Des modalités qui restent à définir
Même si des discussions ont eu lieu notamment entre le Trésor américain et la Commission européenne, les modalités ne sont pas encore fixées. Contrairement à un embargo strict généralisé, ce mécanisme vise à réduire les revenus de l'Etat russe tout en évitant une forte volatilité des prix internationaux par un retrait de l'offre pétrolière russe. Dans le cas du brut, il a été efficace, puisque le prix du baril de Brent évoluait autour de 86 dollars début décembre contre 88 dollars ce lundi. Et selon l'Agence internationale de l'énergie (AIE), les revenus du pétrole pour la Russie étaient en baisse de 3 milliards de dollars en décembre par rapport à novembre, tombant à 12,6 milliards de dollars, son plus faible niveau mensuel depuis février 2021.

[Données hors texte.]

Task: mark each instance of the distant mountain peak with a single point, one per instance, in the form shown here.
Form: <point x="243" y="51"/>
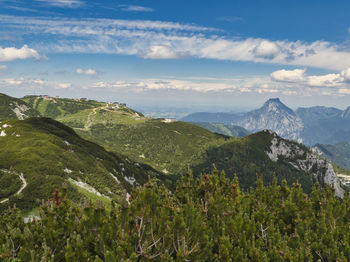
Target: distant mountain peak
<point x="273" y="100"/>
<point x="346" y="113"/>
<point x="276" y="116"/>
<point x="275" y="105"/>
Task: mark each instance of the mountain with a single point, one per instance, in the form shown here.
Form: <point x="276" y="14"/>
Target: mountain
<point x="13" y="108"/>
<point x="318" y="124"/>
<point x="268" y="155"/>
<point x="171" y="147"/>
<point x="312" y="115"/>
<point x="276" y="116"/>
<point x="346" y="113"/>
<point x="39" y="155"/>
<point x="338" y="153"/>
<point x="165" y="144"/>
<point x="225" y="118"/>
<point x="227" y="130"/>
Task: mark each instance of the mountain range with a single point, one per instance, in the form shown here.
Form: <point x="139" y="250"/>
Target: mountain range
<point x="319" y="124"/>
<point x="100" y="151"/>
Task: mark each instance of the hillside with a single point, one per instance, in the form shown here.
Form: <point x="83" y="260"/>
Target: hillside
<point x="172" y="146"/>
<point x="267" y="154"/>
<point x="338" y="153"/>
<point x="224" y="118"/>
<point x="41" y="154"/>
<point x="276" y="116"/>
<point x="224" y="129"/>
<point x="165" y="144"/>
<point x="13" y="108"/>
<point x="309" y="125"/>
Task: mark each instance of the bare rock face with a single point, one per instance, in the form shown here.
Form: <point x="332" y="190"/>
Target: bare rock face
<point x="304" y="160"/>
<point x="276" y="116"/>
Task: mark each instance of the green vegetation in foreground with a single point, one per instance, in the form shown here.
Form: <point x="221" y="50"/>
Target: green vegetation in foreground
<point x="49" y="153"/>
<point x="204" y="219"/>
<point x="13" y="108"/>
<point x="227" y="130"/>
<point x="9" y="184"/>
<point x="171" y="146"/>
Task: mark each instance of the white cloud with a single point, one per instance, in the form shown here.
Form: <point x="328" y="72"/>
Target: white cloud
<point x="158" y="39"/>
<point x="88" y="72"/>
<point x="63" y="3"/>
<point x="136" y="8"/>
<point x="12" y="53"/>
<point x="266" y="49"/>
<point x="238" y="85"/>
<point x="344" y="91"/>
<point x="24" y="83"/>
<point x="3" y="68"/>
<point x="161" y="52"/>
<point x="298" y="76"/>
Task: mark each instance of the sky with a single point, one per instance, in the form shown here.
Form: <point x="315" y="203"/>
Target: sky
<point x="184" y="55"/>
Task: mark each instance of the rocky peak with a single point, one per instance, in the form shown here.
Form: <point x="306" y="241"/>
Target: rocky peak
<point x="276" y="116"/>
<point x="276" y="106"/>
<point x="346" y="113"/>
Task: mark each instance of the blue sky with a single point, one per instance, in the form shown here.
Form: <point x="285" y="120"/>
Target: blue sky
<point x="198" y="55"/>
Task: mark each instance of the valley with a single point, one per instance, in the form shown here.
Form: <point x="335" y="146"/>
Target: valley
<point x="130" y="147"/>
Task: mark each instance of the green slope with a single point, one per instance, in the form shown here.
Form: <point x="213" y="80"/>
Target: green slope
<point x="247" y="158"/>
<point x="167" y="146"/>
<point x="13" y="108"/>
<point x="172" y="147"/>
<point x="338" y="153"/>
<point x="227" y="130"/>
<point x="49" y="154"/>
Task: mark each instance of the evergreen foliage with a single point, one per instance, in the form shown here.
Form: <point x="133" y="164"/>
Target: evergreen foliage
<point x="205" y="219"/>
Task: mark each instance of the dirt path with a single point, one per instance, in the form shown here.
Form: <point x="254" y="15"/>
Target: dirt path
<point x="24" y="181"/>
<point x="89" y="121"/>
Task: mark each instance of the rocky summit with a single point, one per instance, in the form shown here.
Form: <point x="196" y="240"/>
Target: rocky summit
<point x="276" y="116"/>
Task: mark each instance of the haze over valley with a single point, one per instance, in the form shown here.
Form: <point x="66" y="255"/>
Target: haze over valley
<point x="134" y="130"/>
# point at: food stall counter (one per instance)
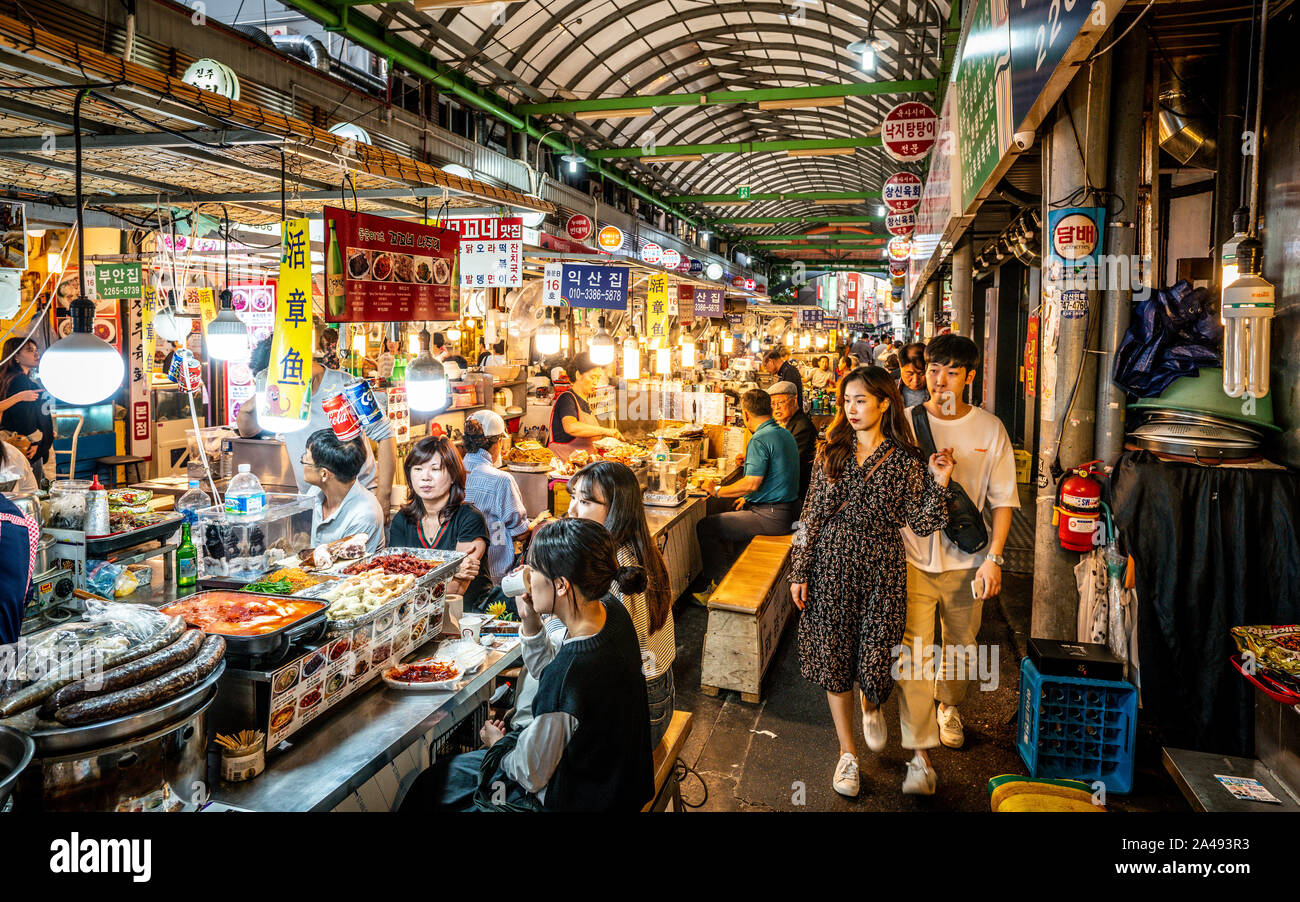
(365, 753)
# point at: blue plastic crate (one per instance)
(1075, 728)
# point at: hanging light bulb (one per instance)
(631, 358)
(602, 346)
(549, 334)
(663, 360)
(427, 381)
(1248, 306)
(228, 335)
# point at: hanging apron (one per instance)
(566, 450)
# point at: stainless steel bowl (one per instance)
(16, 751)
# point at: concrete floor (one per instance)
(780, 754)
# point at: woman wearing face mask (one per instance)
(848, 571)
(437, 516)
(588, 745)
(573, 426)
(609, 493)
(21, 410)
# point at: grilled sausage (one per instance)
(128, 675)
(146, 694)
(74, 671)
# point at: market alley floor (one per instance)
(754, 757)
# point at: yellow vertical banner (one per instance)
(207, 307)
(148, 307)
(289, 378)
(657, 309)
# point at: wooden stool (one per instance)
(746, 616)
(667, 788)
(122, 460)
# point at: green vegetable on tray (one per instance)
(271, 586)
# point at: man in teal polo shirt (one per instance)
(766, 497)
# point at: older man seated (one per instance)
(343, 506)
(791, 416)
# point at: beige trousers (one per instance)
(948, 593)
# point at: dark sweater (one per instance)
(607, 764)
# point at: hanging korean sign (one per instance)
(901, 224)
(585, 285)
(115, 281)
(657, 307)
(901, 193)
(610, 238)
(139, 410)
(579, 226)
(378, 269)
(687, 303)
(709, 302)
(492, 251)
(289, 378)
(909, 131)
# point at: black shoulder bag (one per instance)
(965, 523)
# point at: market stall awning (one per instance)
(150, 141)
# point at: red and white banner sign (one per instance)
(901, 224)
(901, 193)
(909, 130)
(492, 251)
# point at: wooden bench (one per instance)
(666, 784)
(746, 616)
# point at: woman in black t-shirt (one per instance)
(21, 408)
(437, 516)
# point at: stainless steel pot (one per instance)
(16, 750)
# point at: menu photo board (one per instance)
(380, 269)
(492, 251)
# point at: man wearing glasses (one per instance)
(343, 506)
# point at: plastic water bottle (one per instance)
(191, 502)
(245, 497)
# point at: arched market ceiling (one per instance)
(540, 51)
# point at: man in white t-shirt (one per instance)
(939, 573)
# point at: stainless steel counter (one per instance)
(360, 754)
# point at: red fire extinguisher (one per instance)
(1078, 510)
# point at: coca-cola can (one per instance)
(342, 420)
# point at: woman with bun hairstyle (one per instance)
(609, 493)
(588, 745)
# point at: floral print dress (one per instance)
(852, 556)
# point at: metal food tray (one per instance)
(336, 627)
(450, 563)
(102, 546)
(60, 740)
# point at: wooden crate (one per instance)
(746, 618)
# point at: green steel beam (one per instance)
(367, 33)
(781, 220)
(735, 147)
(848, 196)
(714, 98)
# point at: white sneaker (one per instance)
(950, 728)
(874, 728)
(921, 777)
(846, 776)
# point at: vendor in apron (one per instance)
(573, 428)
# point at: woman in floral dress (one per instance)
(848, 572)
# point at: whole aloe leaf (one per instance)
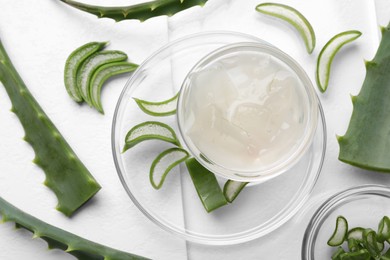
(66, 175)
(80, 247)
(140, 12)
(366, 143)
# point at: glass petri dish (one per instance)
(362, 206)
(176, 208)
(250, 73)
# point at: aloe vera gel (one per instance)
(246, 112)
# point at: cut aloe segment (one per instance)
(164, 163)
(90, 65)
(162, 108)
(356, 233)
(73, 63)
(150, 130)
(340, 232)
(101, 75)
(232, 189)
(206, 185)
(327, 54)
(384, 230)
(294, 17)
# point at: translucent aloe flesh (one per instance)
(79, 247)
(366, 143)
(66, 175)
(139, 12)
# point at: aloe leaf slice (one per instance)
(327, 55)
(101, 75)
(294, 17)
(72, 65)
(79, 247)
(164, 163)
(148, 131)
(206, 185)
(66, 175)
(141, 12)
(90, 65)
(162, 108)
(340, 233)
(384, 230)
(231, 189)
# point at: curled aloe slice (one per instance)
(206, 185)
(340, 233)
(101, 75)
(232, 188)
(164, 163)
(294, 17)
(150, 130)
(90, 65)
(75, 59)
(327, 54)
(79, 247)
(162, 108)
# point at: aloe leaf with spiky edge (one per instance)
(366, 143)
(77, 246)
(66, 175)
(139, 12)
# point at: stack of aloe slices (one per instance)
(205, 182)
(89, 67)
(362, 243)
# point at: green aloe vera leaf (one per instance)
(294, 17)
(384, 229)
(337, 254)
(367, 140)
(340, 232)
(327, 54)
(89, 67)
(148, 131)
(362, 254)
(206, 185)
(72, 65)
(79, 247)
(101, 75)
(66, 175)
(139, 12)
(231, 189)
(162, 108)
(164, 163)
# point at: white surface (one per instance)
(38, 38)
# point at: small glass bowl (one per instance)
(304, 89)
(362, 206)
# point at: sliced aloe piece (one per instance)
(73, 63)
(371, 243)
(164, 163)
(162, 108)
(327, 54)
(90, 65)
(384, 230)
(356, 233)
(101, 75)
(231, 189)
(294, 17)
(340, 233)
(150, 130)
(337, 254)
(206, 185)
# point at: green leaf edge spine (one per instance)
(65, 174)
(141, 12)
(366, 142)
(79, 247)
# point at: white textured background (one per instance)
(39, 35)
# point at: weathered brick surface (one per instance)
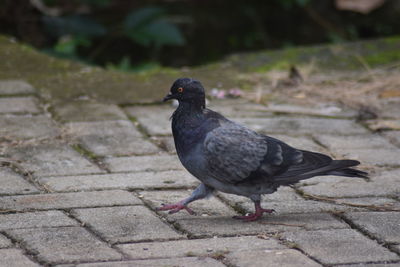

Néanmoins, les sanctions sur ces produits raffinés russes pourraient entraîner des perturbations plus importantes que pour le brut, la Russie étant le principal fournisseur de diesel aux pays européens. En effet, si Moscou ne trouve pas de débouchés à ses produits, son secteur du raffinage pourrait réduire son activité, et finalement entraîner une réduction de l'offre à l'échelle mondiale, synonyme de hausse des cours. « Les marchés des produits, spécialement le diesel, sont plus à risque juste au moment où la demande repart à la hausse », avertissait l'AIE, la semaine dernière (voir graphique).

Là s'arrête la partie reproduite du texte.